I am sharing all this with you to illustrate our family story around our loss and how we are are surviving, for the morning before the accident Sky had posted a powerful statement on his Facebook page. He simply wrote “My Life Turns Me On”.  This has become his epitaph. It is an invitation, a challenge, an opportunity for daily reflection, and ultimately a way to honor his memory.  Asking ourselves if indeed our lives turn us on, and if not, what can we do to change that. 

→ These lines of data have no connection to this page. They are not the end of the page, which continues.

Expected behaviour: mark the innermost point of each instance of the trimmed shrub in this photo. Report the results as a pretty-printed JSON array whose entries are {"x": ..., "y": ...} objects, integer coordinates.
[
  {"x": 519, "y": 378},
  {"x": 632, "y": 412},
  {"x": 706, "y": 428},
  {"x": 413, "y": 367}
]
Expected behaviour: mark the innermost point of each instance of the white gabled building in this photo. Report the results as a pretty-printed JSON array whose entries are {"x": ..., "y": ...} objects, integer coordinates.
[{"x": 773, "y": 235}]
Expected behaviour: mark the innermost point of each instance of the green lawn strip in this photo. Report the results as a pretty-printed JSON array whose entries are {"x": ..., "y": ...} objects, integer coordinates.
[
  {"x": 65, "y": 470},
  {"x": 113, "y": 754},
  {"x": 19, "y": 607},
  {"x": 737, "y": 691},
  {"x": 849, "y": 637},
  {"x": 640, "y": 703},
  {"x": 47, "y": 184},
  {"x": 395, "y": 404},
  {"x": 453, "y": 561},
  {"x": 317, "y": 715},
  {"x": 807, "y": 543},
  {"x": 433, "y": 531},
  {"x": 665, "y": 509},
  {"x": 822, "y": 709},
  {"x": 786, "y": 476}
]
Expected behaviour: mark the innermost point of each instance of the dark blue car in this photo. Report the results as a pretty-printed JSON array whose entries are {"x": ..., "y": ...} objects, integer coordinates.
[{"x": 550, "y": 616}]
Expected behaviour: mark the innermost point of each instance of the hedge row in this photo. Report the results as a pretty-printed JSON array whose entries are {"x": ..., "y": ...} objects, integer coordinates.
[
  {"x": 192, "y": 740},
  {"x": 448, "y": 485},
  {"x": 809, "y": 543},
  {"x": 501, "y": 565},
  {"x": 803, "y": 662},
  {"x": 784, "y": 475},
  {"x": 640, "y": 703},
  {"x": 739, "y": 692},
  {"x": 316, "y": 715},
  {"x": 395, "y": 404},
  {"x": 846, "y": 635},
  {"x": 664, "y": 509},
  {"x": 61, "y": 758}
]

Sky was in his fullness and I have to believe that he was complete in many ways.  The day after his death some dear friends were sharing their grief with a friend of theirs.  They spoke of Sky’s remarkable life and his powerful impact on the world around him.  This friend took a walk as a way of processing the story and she had an experience that she can only say was a “visitation” from Sky. She was astonished as she had never met him in his body. He spoke of many things, actually giving her solace as she grieved for her own son’s current struggles, inviting her to just love and accept him and trust his path.  At last he left her with this message for us:  “ The gift of such a shock is that it makes us stop what we are doing and notice. That is what I wish people to experience right now. Just to  stop and rest and notice the depth and beauty of everything.”  And so on occasion I remember these eternal messages Sky has given us  and I am grateful. 

Though a midnight motorcycle accident, returning home from a young peoples 12 step program after mentoring young friends who had come up from Santa Cruz to see him, is tragic, I realize that there are seemingly worse ways our children die. My heart goes out to mothers who’s children have died through suicide or violence or war. Yet the hole in our lives is the same. We simply miss them. Surviving a child is a singular experience and we never get used to it. Still we can remember to stop what we are doing and notice the depth and beauty around us while feeling the intimate longing and the miraculous closeness we now have with our children who are not longer with us in their bodies. Every day I am grateful that we have each other, our unlikely “club” of mothers.  To travel this path together is a horror and still an honor that in-blazes our lives, stripping us of duplicity and leaving us naked to the truth of this fragile and beautiful life.